Obstructive sleep apnea (OSA) is an inherited progressive problem that has become a major healthcare issue in the United States and throughout many other developed nations. It is one category within a more global spectrum of conditions known as sleep disordered breathing (SDB). OSA is thought to begin as “simple snoring” and progress until developing into full-blown obstructive sleep apnea. It is traditionally treated with continuous positive air pressure (CPAP) or some form of mandibular repositioning device. Various surgical procedures have also been utilized to address the underlying anatomic issue(s).

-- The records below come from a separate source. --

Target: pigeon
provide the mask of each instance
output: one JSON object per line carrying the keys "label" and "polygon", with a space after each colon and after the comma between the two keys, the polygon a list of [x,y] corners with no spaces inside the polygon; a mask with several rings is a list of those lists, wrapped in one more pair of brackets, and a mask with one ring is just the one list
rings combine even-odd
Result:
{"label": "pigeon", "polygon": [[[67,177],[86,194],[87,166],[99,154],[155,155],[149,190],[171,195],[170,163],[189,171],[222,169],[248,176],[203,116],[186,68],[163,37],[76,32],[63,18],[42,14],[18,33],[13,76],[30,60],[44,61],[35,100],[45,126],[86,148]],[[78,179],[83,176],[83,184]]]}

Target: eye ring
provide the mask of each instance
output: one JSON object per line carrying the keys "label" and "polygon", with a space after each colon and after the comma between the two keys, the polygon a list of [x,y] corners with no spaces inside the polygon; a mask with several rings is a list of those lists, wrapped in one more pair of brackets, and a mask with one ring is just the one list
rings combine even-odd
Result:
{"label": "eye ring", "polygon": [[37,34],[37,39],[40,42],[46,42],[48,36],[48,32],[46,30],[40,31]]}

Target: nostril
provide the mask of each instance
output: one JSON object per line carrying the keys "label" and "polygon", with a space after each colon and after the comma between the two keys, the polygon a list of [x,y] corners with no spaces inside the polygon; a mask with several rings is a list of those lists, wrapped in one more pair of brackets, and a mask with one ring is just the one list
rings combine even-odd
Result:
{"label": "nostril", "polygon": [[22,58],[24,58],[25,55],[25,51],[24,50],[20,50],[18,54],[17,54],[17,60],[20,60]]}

These various approaches are effective because OSA is a condition resulting from a combination of anatomic features that create an obstruction or reduction in airflow at some level in the maxillofacial complex. For many patients, orthodontists have a unique opportunity to provide definitive correction of the underlying problems because we are the only specialty that routinely changes the morphology of the maxillofacial complex without surgery. In many ways, OSA is a medical condition with an orthodontic solution. It is important to note that in every situation, only a physician can make the diagnosis of snoring or obstructive sleep apnea even though we as dentists provide much of the treatment. The reason this is important to both us and the patient is that even though OSA is the most common form of sleep disordered breathing, it is critical to rule out such entities as central apnea.
OSA is categorized in adults as normal, mild, moderate, or severe depending on how many obstructive events occur per hour while sleeping. These events are described as apneas or hypopneas. An apneic event is the cessation of breathing for greater than 10 seconds. A hypopnea is the reduction of blood oxygen (pO2) resulting in a 4% or greater desaturation. Although apneas were previously considered more damaging than hypopneas, current thinking and evidence is that over time hypopneas are just as damaging as apneas. The apnea hypopnea index (AHI) is used to define the severity of the problem. AHI is calculated by counting the number of such events all night while sleeping and dividing by the number of hours the patient slept producing an average count per hour. For adults, the categories are as follows: 0>5 normal, 5>15 mild, 15>30 moderate, and >30 severe. In children, the AHI should always be less than 1 (Figure 1 and Figure 2).
Another classification is the respiratory disturbance index (RDI). RDI is a measure that uses the AHI and adds the number of respiratory effort related arousals (RERAs) to the calculation. A RERA occurs when the patient strains to inspire air, but, due to the blockage, is unable to breathe without an abnormally excessive effort. This eventually results in a partial awakening caused by a jolt of adrenaline that results in increasing muscle tone in the airway to allow air to enter. Imagine how you feel a few seconds after being startled to the point of a major adrenaline release. Now imagine that happening 30 or more times per hour! These RERAs result in patients waking up exhausted due to the repeated systemic catecholamine attack combined with the lack of time spent in deep sleep.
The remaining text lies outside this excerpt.